When BGP AD is used for LDP VPLS and LDP is used as the transport tunnel there is no requirement to manually create an SDP. The LDP SDP can be automatically instantiated using the information advertised by BGP AD. This simplifies the configuration on the service node.
Enabling LDP on the IP interfaces connecting all nodes between the ingress and the egress, builds transport tunnels based on the best IGP path. LDP bindings are automatically built and stored in the hardware. These entries contain an MPLS label pointing to the best next hop along the best path toward the destination.
When two endpoints need to connect and no SDP exists, a new SDP will automatically be constructed.

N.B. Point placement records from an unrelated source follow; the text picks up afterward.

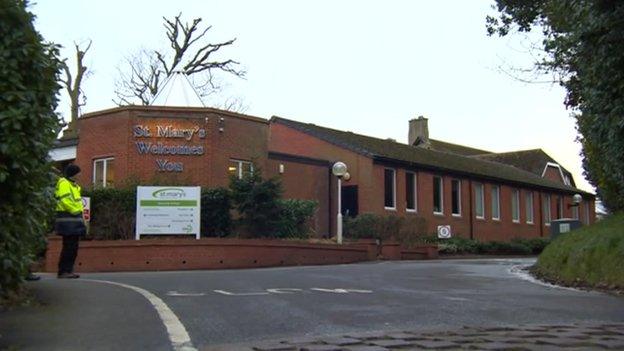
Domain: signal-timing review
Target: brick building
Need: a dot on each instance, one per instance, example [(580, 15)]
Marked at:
[(480, 194)]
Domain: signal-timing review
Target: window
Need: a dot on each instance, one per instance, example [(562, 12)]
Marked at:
[(479, 208), (104, 172), (529, 206), (456, 197), (547, 209), (438, 201), (240, 168), (410, 192), (389, 189), (515, 206), (495, 202)]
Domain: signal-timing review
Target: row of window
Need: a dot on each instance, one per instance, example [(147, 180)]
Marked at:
[(104, 170), (479, 189)]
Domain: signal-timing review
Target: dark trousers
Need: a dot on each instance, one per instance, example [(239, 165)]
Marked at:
[(68, 253)]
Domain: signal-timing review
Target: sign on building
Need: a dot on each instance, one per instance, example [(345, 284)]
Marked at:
[(444, 231), (168, 210)]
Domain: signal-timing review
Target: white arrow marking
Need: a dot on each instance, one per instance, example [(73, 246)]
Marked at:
[(283, 290), (239, 294), (175, 293), (343, 291)]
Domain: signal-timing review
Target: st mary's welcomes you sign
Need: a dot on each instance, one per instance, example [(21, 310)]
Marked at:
[(163, 210)]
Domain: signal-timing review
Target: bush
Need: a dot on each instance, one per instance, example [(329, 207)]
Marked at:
[(112, 213), (216, 220), (406, 230), (28, 128), (294, 219), (257, 202)]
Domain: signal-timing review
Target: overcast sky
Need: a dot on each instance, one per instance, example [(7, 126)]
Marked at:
[(363, 66)]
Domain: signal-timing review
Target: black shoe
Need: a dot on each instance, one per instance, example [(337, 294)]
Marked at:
[(67, 276), (31, 277)]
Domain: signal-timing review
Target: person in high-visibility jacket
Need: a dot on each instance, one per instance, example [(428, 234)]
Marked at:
[(69, 222)]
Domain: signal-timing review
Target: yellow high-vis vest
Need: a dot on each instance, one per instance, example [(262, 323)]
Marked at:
[(68, 197)]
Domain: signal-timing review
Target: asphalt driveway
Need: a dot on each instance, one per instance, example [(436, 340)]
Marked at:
[(250, 305)]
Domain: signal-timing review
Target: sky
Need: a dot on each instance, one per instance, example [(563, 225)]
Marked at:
[(362, 66)]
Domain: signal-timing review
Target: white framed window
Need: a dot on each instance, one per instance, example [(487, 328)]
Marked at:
[(456, 197), (528, 202), (546, 211), (559, 207), (495, 202), (411, 192), (239, 168), (438, 198), (515, 206), (389, 189), (479, 201), (104, 172)]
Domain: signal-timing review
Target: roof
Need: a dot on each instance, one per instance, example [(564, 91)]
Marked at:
[(454, 148), (533, 160), (388, 151)]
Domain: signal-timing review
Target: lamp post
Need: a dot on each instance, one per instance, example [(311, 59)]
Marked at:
[(339, 169)]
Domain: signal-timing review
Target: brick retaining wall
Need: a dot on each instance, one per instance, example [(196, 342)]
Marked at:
[(215, 253)]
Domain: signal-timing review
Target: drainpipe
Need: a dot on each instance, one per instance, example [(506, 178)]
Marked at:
[(541, 212), (470, 195), (330, 213)]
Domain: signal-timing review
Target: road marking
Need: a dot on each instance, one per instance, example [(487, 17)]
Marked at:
[(178, 336), (521, 271), (283, 290), (239, 294), (343, 291), (175, 293)]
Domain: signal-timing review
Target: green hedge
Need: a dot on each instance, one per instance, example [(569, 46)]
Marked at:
[(28, 128), (406, 230), (592, 255)]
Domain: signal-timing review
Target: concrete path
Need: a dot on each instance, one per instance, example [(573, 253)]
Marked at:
[(230, 309)]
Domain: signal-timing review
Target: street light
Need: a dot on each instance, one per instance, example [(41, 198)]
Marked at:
[(339, 169), (576, 199)]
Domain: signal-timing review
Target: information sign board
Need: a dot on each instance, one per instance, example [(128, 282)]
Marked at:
[(167, 210)]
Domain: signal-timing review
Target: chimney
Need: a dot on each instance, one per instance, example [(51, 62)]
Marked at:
[(419, 132)]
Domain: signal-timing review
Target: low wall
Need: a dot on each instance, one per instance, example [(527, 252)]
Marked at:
[(214, 253)]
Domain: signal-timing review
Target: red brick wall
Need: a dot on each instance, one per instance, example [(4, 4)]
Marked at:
[(306, 181), (229, 136)]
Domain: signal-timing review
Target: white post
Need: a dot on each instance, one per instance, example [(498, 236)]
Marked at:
[(339, 217)]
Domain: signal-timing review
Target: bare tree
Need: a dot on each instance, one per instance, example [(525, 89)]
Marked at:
[(145, 72), (73, 85)]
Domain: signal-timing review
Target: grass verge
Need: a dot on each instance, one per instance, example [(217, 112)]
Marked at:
[(591, 256)]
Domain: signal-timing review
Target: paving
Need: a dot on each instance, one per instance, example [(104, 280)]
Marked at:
[(606, 336)]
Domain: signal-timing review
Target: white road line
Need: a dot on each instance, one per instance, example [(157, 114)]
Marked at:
[(180, 340)]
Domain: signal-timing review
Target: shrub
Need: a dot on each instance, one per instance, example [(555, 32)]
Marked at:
[(28, 128), (112, 213), (536, 245), (257, 202), (216, 220), (295, 217)]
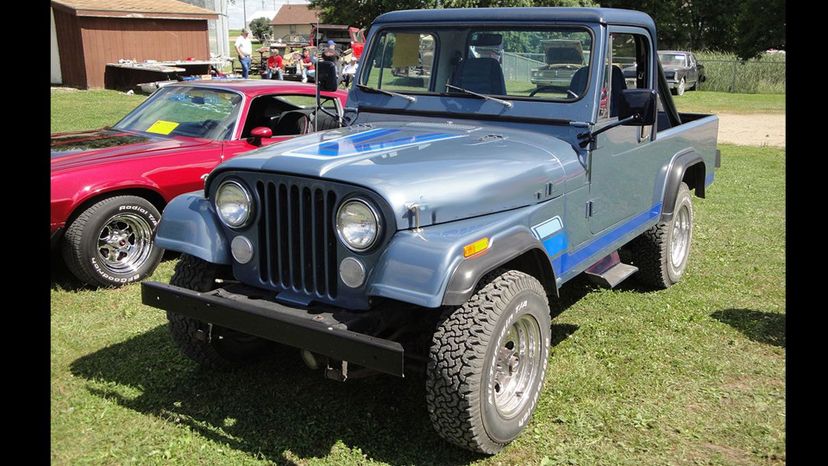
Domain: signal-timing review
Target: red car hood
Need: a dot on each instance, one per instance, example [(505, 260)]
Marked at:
[(71, 150)]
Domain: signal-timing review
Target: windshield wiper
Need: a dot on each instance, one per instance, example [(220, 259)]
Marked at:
[(383, 91), (505, 103)]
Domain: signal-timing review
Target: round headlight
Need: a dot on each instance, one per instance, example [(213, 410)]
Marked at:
[(357, 224), (233, 204)]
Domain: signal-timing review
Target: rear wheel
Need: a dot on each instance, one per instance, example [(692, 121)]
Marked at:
[(661, 253), (209, 345), (487, 363)]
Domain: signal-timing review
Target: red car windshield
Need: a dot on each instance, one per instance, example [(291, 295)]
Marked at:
[(186, 111)]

New services added between two endpoints that already have an automatically created SDP will be immediately used. No new SDP will be constructed. The far-end information is gleaned from the BGP next hop information in the NLRI. When services are withdrawn with a BGP_Unreach_NLRI, the automatically established SDP will remain up as long as at least one service is connected between those endpoints. An automatically created SDP will be removed and the resources released when the only or last service is removed.

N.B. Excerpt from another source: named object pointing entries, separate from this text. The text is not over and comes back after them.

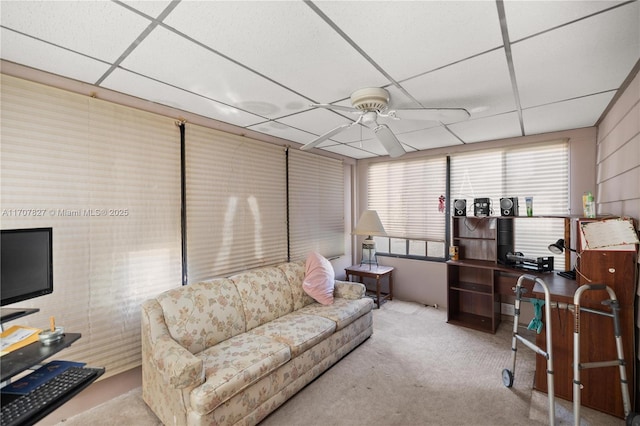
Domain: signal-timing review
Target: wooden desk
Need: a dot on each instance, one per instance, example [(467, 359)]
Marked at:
[(601, 386), (376, 272)]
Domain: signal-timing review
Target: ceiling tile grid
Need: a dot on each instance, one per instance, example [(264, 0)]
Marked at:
[(517, 67)]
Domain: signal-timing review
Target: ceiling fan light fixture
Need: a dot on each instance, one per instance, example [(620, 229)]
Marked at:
[(370, 99)]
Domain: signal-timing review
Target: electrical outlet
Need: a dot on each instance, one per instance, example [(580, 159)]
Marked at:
[(507, 309)]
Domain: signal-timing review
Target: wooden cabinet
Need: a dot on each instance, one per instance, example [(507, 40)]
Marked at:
[(472, 299), (601, 386)]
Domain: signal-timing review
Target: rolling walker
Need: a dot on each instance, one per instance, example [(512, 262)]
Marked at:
[(508, 375)]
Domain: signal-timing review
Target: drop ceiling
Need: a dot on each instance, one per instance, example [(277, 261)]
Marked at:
[(518, 67)]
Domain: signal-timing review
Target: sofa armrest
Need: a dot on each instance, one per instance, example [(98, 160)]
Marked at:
[(349, 290), (177, 366), (180, 368)]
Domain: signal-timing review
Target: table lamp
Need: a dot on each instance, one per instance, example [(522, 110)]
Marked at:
[(369, 224)]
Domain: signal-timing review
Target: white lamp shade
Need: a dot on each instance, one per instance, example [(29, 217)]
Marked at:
[(369, 224)]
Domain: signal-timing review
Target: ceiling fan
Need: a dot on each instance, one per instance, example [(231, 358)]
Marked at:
[(372, 103)]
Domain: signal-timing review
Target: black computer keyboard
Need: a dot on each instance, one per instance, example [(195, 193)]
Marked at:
[(25, 409)]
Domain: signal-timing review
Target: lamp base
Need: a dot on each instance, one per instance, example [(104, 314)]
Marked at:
[(369, 252)]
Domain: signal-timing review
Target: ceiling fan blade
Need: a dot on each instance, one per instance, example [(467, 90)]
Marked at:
[(443, 115), (389, 141), (326, 136), (336, 107)]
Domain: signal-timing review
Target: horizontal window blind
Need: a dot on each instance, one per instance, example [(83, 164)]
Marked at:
[(236, 203), (107, 178), (316, 205), (540, 171), (406, 195)]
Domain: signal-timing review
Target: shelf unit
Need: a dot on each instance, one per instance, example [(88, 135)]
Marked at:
[(476, 281), (472, 298)]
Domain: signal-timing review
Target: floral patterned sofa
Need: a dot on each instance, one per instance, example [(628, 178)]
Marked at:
[(232, 350)]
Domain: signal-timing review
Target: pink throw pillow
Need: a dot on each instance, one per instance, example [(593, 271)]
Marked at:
[(319, 279)]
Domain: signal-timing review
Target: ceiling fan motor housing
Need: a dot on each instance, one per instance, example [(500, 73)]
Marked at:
[(370, 99)]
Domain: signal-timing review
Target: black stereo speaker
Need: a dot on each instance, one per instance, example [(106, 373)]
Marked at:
[(509, 206), (481, 207), (460, 207)]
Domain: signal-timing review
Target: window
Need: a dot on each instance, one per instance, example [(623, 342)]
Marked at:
[(538, 171), (316, 205), (236, 203), (407, 196)]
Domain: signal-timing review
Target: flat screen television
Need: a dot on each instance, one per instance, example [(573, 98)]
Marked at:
[(26, 264)]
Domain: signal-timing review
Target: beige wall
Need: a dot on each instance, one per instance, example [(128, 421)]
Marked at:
[(618, 155), (425, 282)]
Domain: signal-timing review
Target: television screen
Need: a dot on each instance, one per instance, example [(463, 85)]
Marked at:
[(26, 264)]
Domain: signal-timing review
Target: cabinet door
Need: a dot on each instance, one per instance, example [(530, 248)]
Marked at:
[(614, 268)]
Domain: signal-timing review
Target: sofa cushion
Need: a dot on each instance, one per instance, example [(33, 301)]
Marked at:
[(235, 364), (319, 278), (265, 294), (294, 271), (343, 311), (298, 331), (200, 315)]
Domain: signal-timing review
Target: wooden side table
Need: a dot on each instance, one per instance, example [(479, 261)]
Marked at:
[(376, 272)]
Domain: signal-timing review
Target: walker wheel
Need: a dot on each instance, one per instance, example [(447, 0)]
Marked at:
[(507, 378)]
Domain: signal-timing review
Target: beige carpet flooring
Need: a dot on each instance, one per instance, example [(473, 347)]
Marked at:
[(415, 370)]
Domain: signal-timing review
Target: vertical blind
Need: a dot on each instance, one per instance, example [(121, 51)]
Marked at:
[(406, 196), (236, 203), (539, 171), (316, 205), (107, 178)]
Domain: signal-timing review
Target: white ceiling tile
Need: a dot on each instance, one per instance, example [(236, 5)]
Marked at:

The carrier is required to manually provision the SDP if they create transport tunnels using RSVP-TE. Operators have the option to choose a manually configured SDP, if they use LDP as the tunnel signaling protocol. The functionality is the same regardless of the signaling protocol.
Creating a BGP-AD enabled VPLS service on an ingress node with the manually provisioned SDP option causes the Tunnel Manager to search for an existing SDP that connects to the far-end PE. The far-end IP information is gleaned from the BGP next hop information in the NLRI. If a single SDP exists to that PE, it is used. If no SDP is established between the two endpoints, the service remains down until a manually configured SDP becomes active.

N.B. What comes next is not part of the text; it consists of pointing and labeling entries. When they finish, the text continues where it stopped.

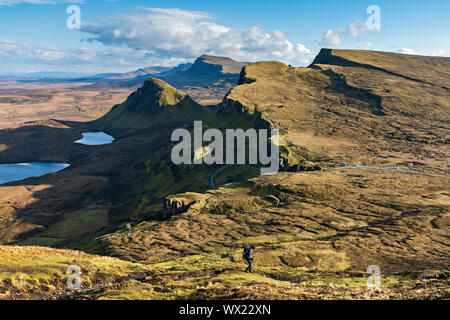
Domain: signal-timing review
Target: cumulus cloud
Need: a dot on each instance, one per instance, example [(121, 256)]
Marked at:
[(439, 53), (85, 59), (10, 3), (334, 37), (407, 51), (175, 33)]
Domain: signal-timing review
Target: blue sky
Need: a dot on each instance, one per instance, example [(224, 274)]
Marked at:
[(124, 35)]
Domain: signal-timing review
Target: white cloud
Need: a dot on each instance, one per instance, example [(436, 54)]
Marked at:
[(10, 3), (406, 51), (176, 33), (332, 38), (23, 55), (354, 30), (439, 53)]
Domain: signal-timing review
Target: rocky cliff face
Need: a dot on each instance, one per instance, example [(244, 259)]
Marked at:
[(173, 207)]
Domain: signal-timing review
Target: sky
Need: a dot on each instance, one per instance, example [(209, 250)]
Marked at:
[(124, 35)]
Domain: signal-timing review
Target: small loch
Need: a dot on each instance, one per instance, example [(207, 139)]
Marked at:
[(20, 171), (95, 139)]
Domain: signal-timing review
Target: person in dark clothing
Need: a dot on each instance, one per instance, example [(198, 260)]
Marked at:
[(248, 257)]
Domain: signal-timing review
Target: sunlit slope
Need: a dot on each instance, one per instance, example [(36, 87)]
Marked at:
[(155, 104), (385, 108)]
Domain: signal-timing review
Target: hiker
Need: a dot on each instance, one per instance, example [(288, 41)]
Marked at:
[(248, 257)]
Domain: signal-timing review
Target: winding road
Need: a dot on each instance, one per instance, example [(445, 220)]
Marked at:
[(396, 169)]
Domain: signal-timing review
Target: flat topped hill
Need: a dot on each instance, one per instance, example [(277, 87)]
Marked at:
[(434, 70), (358, 107), (228, 65), (156, 103)]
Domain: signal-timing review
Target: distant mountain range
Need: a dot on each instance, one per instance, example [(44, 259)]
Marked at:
[(207, 80)]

When multiple SDPs exist between two endpoints, the tunnel manager selects the appropriate SDP. The algorithm preferred SDPs with the best (lower) metric. Should there be multiple SDPs with equal metrics, the operational state of the SDPs with the best metric is considered. If the operational state is the same, the SDP with the higher sdp-id is used. If an SDP with a preferred metric is found with an operational state that is not active, the tunnel manager flags it as ineligible and restarts the algorithm.
The choice of manual or auto provisioned SDPs has limited impact on the amount of required provisioning. Most of the savings are achieved through the automatic instantiation of the pseudowire infrastructure (SDP bindings). This is achieved for every auto-discovered VSIs through the use of the pseudowire template concept. Each VPLS service that uses BGP AD contains the “pw-template-binding” option defining specific Layer 2 VPN parameters. This command references a “pw-template” which defines the pseudowire parameters. The same “pwtemplate” may be referenced by multiple VPLS services. As a result, changes to these pseudowire templates have to be treated with great care as they may impact many customers at once.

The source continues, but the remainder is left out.